The Trump Administration’s war on Diversity, Equity and Inclusion has now seized on this case in leading its troops into battle. First, the USDOT decided to stop contesting the case in court and instead proposed a consent order barring USDOT approval of federally-funded projects where any DBE’s eligibility was based on a race- or sex-based presumption.

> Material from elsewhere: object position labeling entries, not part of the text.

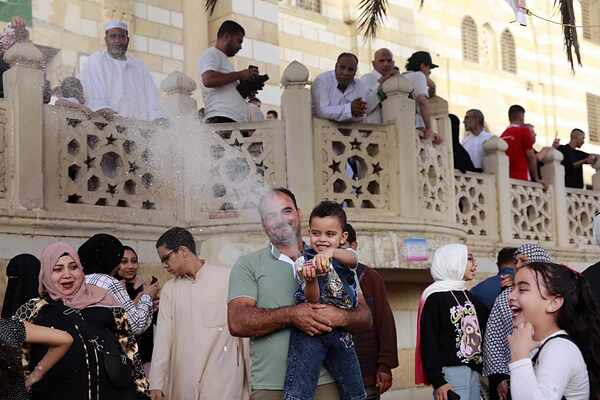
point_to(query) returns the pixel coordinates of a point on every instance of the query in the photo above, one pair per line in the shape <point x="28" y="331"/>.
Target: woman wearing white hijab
<point x="448" y="333"/>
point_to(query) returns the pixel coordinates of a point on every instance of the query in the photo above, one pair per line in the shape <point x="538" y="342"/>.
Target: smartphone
<point x="453" y="395"/>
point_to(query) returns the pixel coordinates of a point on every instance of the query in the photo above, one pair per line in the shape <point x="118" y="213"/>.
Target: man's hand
<point x="308" y="272"/>
<point x="308" y="317"/>
<point x="441" y="393"/>
<point x="321" y="262"/>
<point x="384" y="381"/>
<point x="503" y="390"/>
<point x="591" y="159"/>
<point x="358" y="107"/>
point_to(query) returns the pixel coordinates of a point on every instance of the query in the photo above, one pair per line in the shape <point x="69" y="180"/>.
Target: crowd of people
<point x="297" y="319"/>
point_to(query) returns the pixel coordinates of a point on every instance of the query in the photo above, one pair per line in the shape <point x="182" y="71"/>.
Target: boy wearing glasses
<point x="194" y="355"/>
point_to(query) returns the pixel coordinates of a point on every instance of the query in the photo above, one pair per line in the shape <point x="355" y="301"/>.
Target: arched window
<point x="311" y="5"/>
<point x="489" y="50"/>
<point x="509" y="56"/>
<point x="470" y="40"/>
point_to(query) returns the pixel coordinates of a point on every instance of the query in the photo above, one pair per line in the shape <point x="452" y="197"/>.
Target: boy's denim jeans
<point x="307" y="353"/>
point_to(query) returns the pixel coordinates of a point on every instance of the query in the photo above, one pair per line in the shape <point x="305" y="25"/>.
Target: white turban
<point x="115" y="24"/>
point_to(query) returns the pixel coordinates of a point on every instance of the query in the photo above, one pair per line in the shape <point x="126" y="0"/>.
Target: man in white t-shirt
<point x="476" y="136"/>
<point x="337" y="96"/>
<point x="383" y="69"/>
<point x="418" y="69"/>
<point x="219" y="80"/>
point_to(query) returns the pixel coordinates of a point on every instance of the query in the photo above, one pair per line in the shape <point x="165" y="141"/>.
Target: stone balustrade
<point x="63" y="173"/>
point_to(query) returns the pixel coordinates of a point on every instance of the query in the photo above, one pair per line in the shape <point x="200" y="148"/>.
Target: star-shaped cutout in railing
<point x="357" y="190"/>
<point x="236" y="143"/>
<point x="110" y="139"/>
<point x="335" y="166"/>
<point x="88" y="161"/>
<point x="112" y="189"/>
<point x="377" y="168"/>
<point x="133" y="167"/>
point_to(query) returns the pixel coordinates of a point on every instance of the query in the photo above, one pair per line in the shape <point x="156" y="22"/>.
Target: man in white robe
<point x="383" y="69"/>
<point x="194" y="357"/>
<point x="117" y="84"/>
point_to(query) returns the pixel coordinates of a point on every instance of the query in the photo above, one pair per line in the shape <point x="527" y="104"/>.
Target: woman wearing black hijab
<point x="462" y="159"/>
<point x="22" y="272"/>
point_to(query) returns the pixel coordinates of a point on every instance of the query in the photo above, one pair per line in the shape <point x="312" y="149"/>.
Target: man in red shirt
<point x="521" y="157"/>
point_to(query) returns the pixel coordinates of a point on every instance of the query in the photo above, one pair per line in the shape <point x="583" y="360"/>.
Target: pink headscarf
<point x="85" y="296"/>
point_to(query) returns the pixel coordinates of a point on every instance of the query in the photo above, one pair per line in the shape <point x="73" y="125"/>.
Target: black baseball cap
<point x="421" y="57"/>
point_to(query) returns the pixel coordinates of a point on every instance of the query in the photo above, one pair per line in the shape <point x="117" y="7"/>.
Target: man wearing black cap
<point x="418" y="69"/>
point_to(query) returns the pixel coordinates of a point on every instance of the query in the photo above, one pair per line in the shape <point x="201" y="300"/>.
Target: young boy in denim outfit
<point x="326" y="275"/>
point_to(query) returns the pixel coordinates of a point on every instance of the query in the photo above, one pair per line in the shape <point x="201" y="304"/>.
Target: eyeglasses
<point x="165" y="259"/>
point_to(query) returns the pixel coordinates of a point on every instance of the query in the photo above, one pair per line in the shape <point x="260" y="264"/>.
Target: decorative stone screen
<point x="531" y="211"/>
<point x="244" y="160"/>
<point x="470" y="40"/>
<point x="434" y="179"/>
<point x="509" y="54"/>
<point x="475" y="203"/>
<point x="582" y="206"/>
<point x="3" y="150"/>
<point x="106" y="164"/>
<point x="593" y="106"/>
<point x="312" y="5"/>
<point x="354" y="165"/>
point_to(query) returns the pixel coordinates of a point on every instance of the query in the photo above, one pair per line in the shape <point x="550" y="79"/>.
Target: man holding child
<point x="262" y="302"/>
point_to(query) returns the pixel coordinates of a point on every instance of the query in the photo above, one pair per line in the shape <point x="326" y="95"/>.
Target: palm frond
<point x="372" y="13"/>
<point x="569" y="30"/>
<point x="210" y="5"/>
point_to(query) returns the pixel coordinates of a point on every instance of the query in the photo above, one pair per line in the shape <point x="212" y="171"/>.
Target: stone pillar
<point x="400" y="110"/>
<point x="296" y="117"/>
<point x="553" y="174"/>
<point x="495" y="162"/>
<point x="23" y="88"/>
<point x="178" y="88"/>
<point x="596" y="176"/>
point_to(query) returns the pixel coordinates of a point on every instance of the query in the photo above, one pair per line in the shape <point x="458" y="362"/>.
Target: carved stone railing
<point x="531" y="212"/>
<point x="582" y="206"/>
<point x="476" y="204"/>
<point x="354" y="163"/>
<point x="4" y="149"/>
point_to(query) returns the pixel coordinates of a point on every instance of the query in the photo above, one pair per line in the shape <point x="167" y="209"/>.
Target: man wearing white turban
<point x="592" y="274"/>
<point x="117" y="84"/>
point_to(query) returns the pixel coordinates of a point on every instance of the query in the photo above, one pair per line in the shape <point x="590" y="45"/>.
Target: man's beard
<point x="284" y="235"/>
<point x="117" y="51"/>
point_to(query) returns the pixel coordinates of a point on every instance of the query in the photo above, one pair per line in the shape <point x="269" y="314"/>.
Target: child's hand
<point x="308" y="272"/>
<point x="321" y="263"/>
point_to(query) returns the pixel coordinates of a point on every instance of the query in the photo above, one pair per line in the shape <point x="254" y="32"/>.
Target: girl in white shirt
<point x="557" y="324"/>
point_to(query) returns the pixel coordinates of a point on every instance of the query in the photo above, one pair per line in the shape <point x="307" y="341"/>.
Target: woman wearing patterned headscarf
<point x="449" y="335"/>
<point x="496" y="351"/>
<point x="103" y="362"/>
<point x="22" y="272"/>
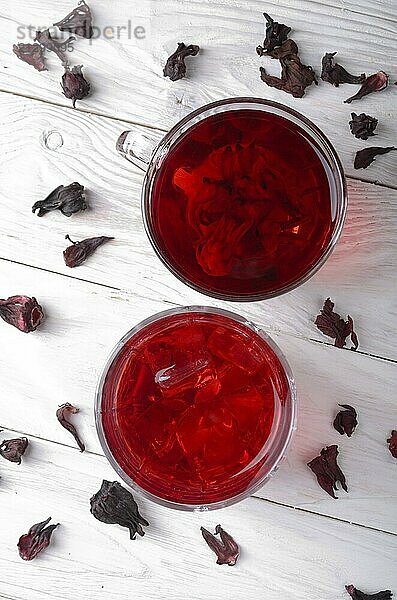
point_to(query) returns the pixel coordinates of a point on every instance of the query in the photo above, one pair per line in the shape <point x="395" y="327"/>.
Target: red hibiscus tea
<point x="196" y="407"/>
<point x="241" y="206"/>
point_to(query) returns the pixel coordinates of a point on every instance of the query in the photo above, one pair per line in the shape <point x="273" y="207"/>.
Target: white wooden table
<point x="296" y="541"/>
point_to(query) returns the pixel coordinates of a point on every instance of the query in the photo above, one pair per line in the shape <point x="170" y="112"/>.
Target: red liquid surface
<point x="241" y="205"/>
<point x="189" y="404"/>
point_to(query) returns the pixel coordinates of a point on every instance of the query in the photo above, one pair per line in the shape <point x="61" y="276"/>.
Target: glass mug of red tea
<point x="244" y="199"/>
<point x="195" y="408"/>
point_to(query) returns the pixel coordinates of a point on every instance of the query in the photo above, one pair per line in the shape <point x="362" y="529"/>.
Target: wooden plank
<point x="363" y="32"/>
<point x="364" y="262"/>
<point x="62" y="362"/>
<point x="283" y="552"/>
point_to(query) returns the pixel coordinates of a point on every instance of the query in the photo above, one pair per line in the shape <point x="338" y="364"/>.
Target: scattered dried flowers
<point x="22" y="312"/>
<point x="113" y="504"/>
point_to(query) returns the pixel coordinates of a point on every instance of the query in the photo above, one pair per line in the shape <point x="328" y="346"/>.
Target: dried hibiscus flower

When intervening disadvantaged business groups contested the entry of a consent order as collusive, the Administration decided not to wait for a ruling:
On October 3, 2025, the U.S Department of Transportation published an Interim Final Rule – purportedly in response to the Mid-America Milling case – announcing that henceforth its Disadvantaged Business Enterprise (DBE) programs for federally assisted contracts will operate in what it calls “a nondiscriminatory fashion,” by removing “race- and sex-based presumptions of social and economic disadvantage that violate the U.S. Constitution.”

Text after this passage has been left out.